At the regular meeting of the Board of Directors of the Company, to be held on September 15, action will be taken on the dividend of one-half share in Common Stock on each share of the new $2.50 Preferred Stock in conformity with the plan approved by our stockholders at the special meeting of August 17, 1936. It is anticipated that this Common Stock dividend will be available to the Preferred stockholders in due course and will be forwarded by mail to the original holders of record of the new $2.50 Preferred Stock.

The regular quarterly meeting of the petitioner's board of directors was held on September 15, 1936. The treasurer informed the board that certain holders of considerable amounts of preferred stock were faced with the necessity of converting into cash the dividend in common stock to be declared, and that the offering of substantial amounts of common stock on the St. Louis Stock Exchange would probably depress the current market price therefor, which would be very undesirable at the time. After a discussion of the matter the board adopted the following resolution:

BE IT RESOLVED: That the Knapp-Monarch Company, by its Board of Directors, declare a dividend on each share of the $2.50 preferred stock, payable at once to the original holders of record of the said $2.50 Preferred Stock, said dividend to be payable as follows: At the election of the stockholder, 1/2 share of the Common Capital Stock of the corporation for each share of the $2.50 Preferred Stock; or six collars in cash for each share of the $2.50 Preferred Stock held; and BE IT FURTHER RESOLVED: That in view of the relatively small number of preferred stockholders, and their general familiarity with the company's program and the exigencies of the security market that said election to take the cash dividend terminate on October 1st, 1936, and that said dividend be paid at once upon receipt by the Company of notice by the stockholder of his election.

Following the adoption of the resolution and the presentation of information by the treasurer that earnings of the petitioner were available to pay the regular quarterly dividend of 62 1/2 cents that would be due on October 1, 1936, on the new preferred stock, the board declared an initial dividend of that amount on the new preferred stock payable October 1, 1936, to stockholders of record on September 25, 1936.

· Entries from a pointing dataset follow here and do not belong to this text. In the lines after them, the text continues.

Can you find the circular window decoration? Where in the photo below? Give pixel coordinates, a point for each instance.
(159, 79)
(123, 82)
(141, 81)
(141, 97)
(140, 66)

Pursuant to the plan and under the above quoted resolution, the petitioner during 1936 paid $3,252 in cash to the recipients of 542 shares of new preferred stock and issued 8,914 half shares of common stock to the recipients of 8,914 shares of the new preferred stock. In 1937 it similarly issued 178 half shares of common stock to the recipients of 178 shares of the new preferred stock. On its returns for 1936 and 1937 it claimed dividends paid credits in respect of the cash so paid and the common stock so issued. On its books it entered the common stock at $6 per half share but in computing the dividends paid credit used a value of $6.25 for each half share of common stock, $12.50 being the current market price for the said stock on the St. Louis Stock Exchange on September 15, 1936. The total dividends paid credit so claimed in respect of the cash and common stock for 1936 was $58,964.50, while the credit claimed for 1937 in respect of the common stock was $1,112.50.

In determining the deficiencies for each of the years in controversy the respondent concluded that the recapitalization of the petitioner in 1936 constituted a statutory reorganization and that the distribution of common stock to some recipients of the new preferred stock and cash to others was not a distribution taxable as a dividend for the purpose of the dividends paid credit. In keeping with that conclusion he disallowed the dividends paid credits claimed by the petitioner for the respective years to the extent of the cash and common stock distributed pursuant to the plan of recapitalization.

In determining the deficiency for 1936 the respondent also disallowed a deduction of $5,000 taken by petitioner for reorganization expenses.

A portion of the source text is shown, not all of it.